Lack of Transparency Troubling
Paul makes the point that Geithner’s revelation shows the need for Fed transparency and that “their claim that they should have “independence” is a canard. They very much enjoy their comfortable pattern of bailing out friends and devaluing the currency with no oversight and no accountability. Geithner specifically asked officials at AIG not to disclose to the SEC or to the public particulars about this special deal for his friends. We only know these details now because AIG was eventually forthcoming when Congress demanded some answers.”

Paul’s views only confirm Johnson’s who put forth that “When the crisis first began the government was slow to react and then did so with a lack of transparency, and an unwillingness to upset the financial sector. The response so far is perhaps best described as “policy by deal” in that when a major financial institution got into trouble, the Treasury Department and the Federal Reserve engineered a one-of bailout and then announced that everything is fine without stating what combination of interests were being served, and how. This was late-night, backroom dealing, pure and simple.”

Congress Should be More Responsible
Paul concludes that “We should be getting information on all such dealings straight from the Fed. The Fed should be accountable to Congress because it is a creature of Congress. The Constitution gives Congress the authority to oversee the integrity of the monetary unit. We have unwisely and unconstitutionally delegated this authority to the Federal Reserve, which has in turn devalued our dollar by 95 percent and counting.
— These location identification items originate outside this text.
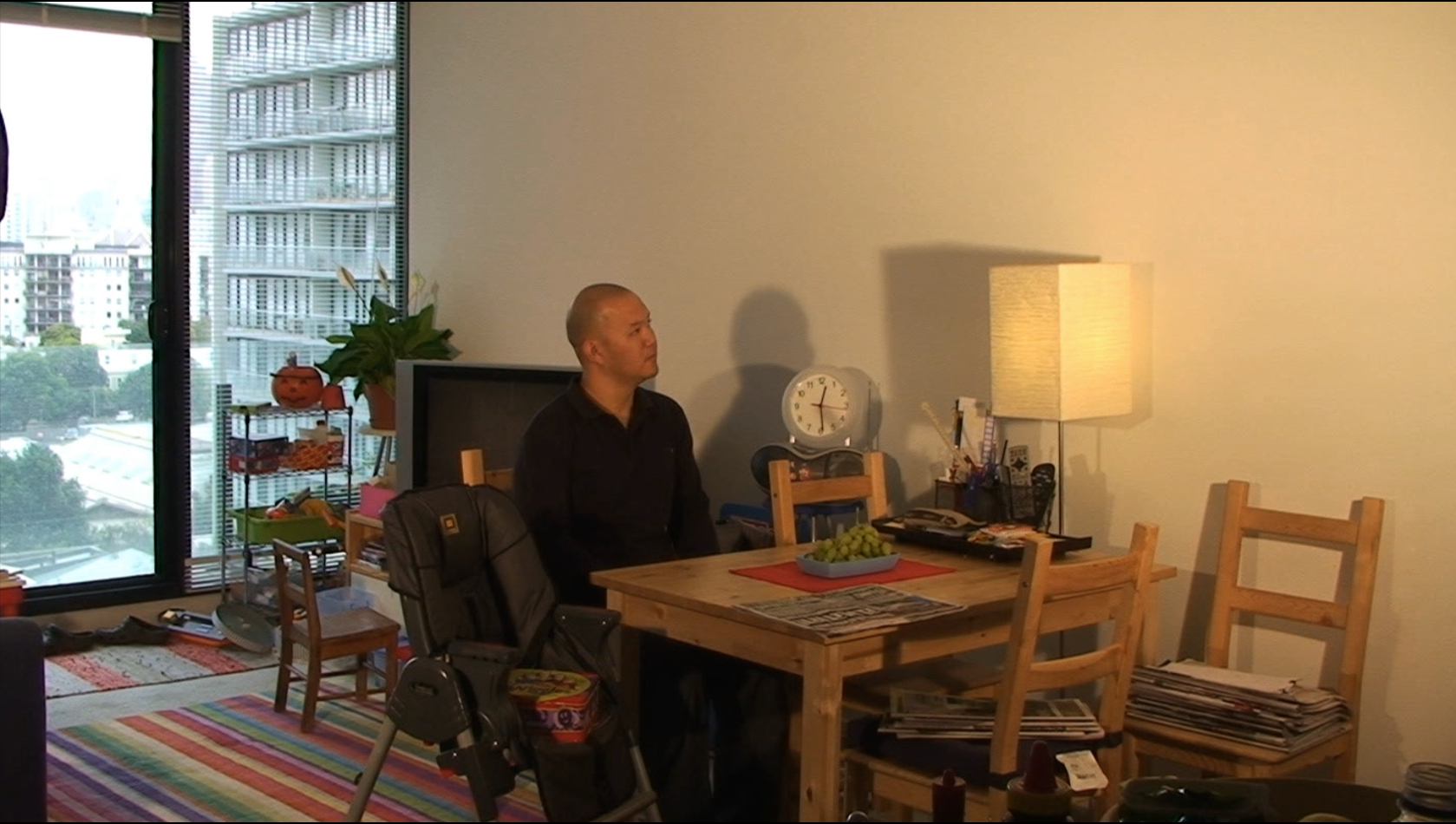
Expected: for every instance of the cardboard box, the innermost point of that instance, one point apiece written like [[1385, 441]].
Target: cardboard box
[[373, 498], [555, 702], [255, 455]]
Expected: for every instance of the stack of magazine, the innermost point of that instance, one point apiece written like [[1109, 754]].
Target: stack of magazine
[[932, 715], [1267, 710]]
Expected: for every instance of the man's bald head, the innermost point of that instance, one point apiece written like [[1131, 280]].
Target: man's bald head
[[584, 317]]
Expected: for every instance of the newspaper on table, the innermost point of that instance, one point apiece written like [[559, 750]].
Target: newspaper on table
[[1276, 712], [935, 715], [855, 609]]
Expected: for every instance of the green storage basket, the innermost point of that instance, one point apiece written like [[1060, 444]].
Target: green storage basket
[[255, 526]]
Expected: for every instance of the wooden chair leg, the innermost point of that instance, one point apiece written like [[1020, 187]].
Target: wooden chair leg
[[390, 670], [284, 676], [362, 676], [310, 692]]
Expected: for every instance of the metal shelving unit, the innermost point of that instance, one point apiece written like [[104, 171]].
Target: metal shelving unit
[[245, 542]]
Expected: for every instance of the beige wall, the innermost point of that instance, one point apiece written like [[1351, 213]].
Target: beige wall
[[827, 182]]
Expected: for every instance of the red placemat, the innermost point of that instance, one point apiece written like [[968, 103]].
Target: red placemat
[[789, 574]]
When the Federal Reserve engages in harmful policies, Congress is still ultimately responsible. If the Fed is not made accountable through a GAO audit at least, it will continue to be accountable to no one, and that is unacceptable.”

Unfortunately, as Johnson sees it, “Regulators, legislators, and academics almost all assumed that the managers of these banks knew what they were doing. In retrospect, they didn’t. As more and more of the rich made their money in finance, the cult of finance seeped into the culture at large. In a society that celebrates the idea of making money, it was easy to infer that the interests of the financial sector were the same as the interests of the country and that the winners in the financial sector knew better what was good for America than did the career civil servants in Washington. Faith in free financial markets grew into conventional wisdom—trumpeted on the editorial pages of The Wall Street Journal and on the floor of Congress.

Throughout the crisis, the government has taken extreme care not to upset the interests of the financial institutions, or to question the basic outlines of the system that got us here. This velvet-glove approach is inadequate to change the behavior of a financial sector accustomed to doing business on its own terms, at a time when that behavior must change.”

What Will Financial Elite’s Behavior Mean for Your Investments?
The major bailouts to the banks and the following major stimulus spending will further destroy the strength of the U. S. dollar and cause significant inflation. That in turn will be favorable for the future price of gold and silver, more favorable for those companies that mine such precious metals, even more so for the few gold and silver royalty companies that exist and, in particular, those that have warrants.

We may not like what has, and still is, happening with the behavior of our politicians and the country’s financial oligarchy but we can, and should, prepare now for the financial rewards their actions (and inaction) will bring our way. Just prepare for the inevitable, be patient as it unfolds and then enjoy your new found prosperity.